A while back this guy Travis Allen wrote an article called “Leaving Legacy” advocating that you sell off your Legacy cards because Modern will eventually replace the eternal format. Allen wrote about how the downward price trajectory of Terravore and Llawan, Cephalid Empress could be used to predict the way actual Legacy staples would fall given the long term demise of the format, and quietly suggested that it might be an okay time to start pitching extra Legacy stock.  While I don’t agree with Allen that Legacy is a dying format, or that you should liquidate cards on the reserve list for Modern cards that can easily be reprinted, the article made one salient point about the dual lands. Allen writes, “Our current supply of dual lands is it. It is the total amount we as a community have and will ever have. It is impossible to add more dual lands to the market. That means only two things can happen: 1. the number available can stay the same or 2. it can decline. Given that Magic cards are flimsy pieces of cardboard, it’s a safe bet that the number will slowly decline. Cards are damaged or lost or forgotten in basements and attics. Slowly but surely, the most essential cards to the format will become harder and harder to find.” 

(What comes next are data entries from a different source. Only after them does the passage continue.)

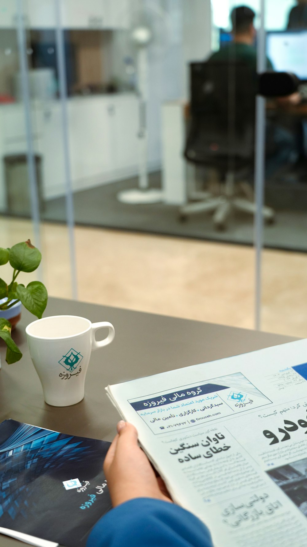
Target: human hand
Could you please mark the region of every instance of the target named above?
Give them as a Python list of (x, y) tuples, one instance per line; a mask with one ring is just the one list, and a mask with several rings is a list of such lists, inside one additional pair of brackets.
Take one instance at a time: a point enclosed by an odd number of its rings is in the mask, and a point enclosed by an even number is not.
[(134, 426), (122, 420), (117, 423), (117, 430), (103, 465), (113, 507), (134, 498), (171, 502), (162, 479), (156, 476), (138, 444)]

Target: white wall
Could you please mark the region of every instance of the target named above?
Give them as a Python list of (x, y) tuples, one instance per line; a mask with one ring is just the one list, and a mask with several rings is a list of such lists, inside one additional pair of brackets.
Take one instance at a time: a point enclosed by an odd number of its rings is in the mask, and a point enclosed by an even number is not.
[(184, 89), (187, 98), (189, 96), (188, 63), (204, 60), (211, 51), (210, 0), (183, 0), (182, 17)]

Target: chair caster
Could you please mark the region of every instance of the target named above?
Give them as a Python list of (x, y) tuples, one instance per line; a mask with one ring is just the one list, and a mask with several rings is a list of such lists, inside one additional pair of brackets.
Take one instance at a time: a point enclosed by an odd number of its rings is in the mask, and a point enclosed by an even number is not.
[(184, 213), (180, 213), (178, 217), (178, 220), (179, 222), (186, 222), (187, 220), (187, 215), (185, 214)]

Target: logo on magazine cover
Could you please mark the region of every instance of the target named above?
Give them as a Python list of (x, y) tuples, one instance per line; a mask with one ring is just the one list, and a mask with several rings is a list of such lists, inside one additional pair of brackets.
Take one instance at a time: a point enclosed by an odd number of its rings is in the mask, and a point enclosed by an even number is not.
[(63, 480), (63, 484), (66, 490), (72, 490), (73, 488), (79, 488), (82, 486), (79, 479), (70, 479), (69, 480)]
[(247, 397), (247, 395), (246, 393), (241, 393), (240, 391), (239, 392), (232, 391), (228, 395), (227, 399), (228, 400), (231, 399), (233, 401), (239, 401), (239, 403), (244, 403)]
[(64, 369), (66, 369), (66, 370), (72, 373), (80, 364), (82, 359), (83, 356), (72, 347), (66, 355), (63, 356), (58, 362)]

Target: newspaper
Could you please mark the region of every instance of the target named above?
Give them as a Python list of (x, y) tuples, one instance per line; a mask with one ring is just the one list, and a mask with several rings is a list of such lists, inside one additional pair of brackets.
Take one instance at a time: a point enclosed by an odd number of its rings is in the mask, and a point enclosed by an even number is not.
[(106, 388), (216, 547), (307, 545), (307, 340)]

While the scarcity of dual lands may prevent Legacy from having as many players as a format like Modern, as long as Legacy is a popular and supported format on the SCG circuit as well as the GP scene, I only see the prices of dual lands going up. Basic supply and demand. In the last couple months we’ve seen a price correction on the dual lands, since they are the backbone of the Legacy format, with many of the dual lands more than doubling in price. As long as people continue to play Legacy, which I believe they will, the prices of dual lands can only go up.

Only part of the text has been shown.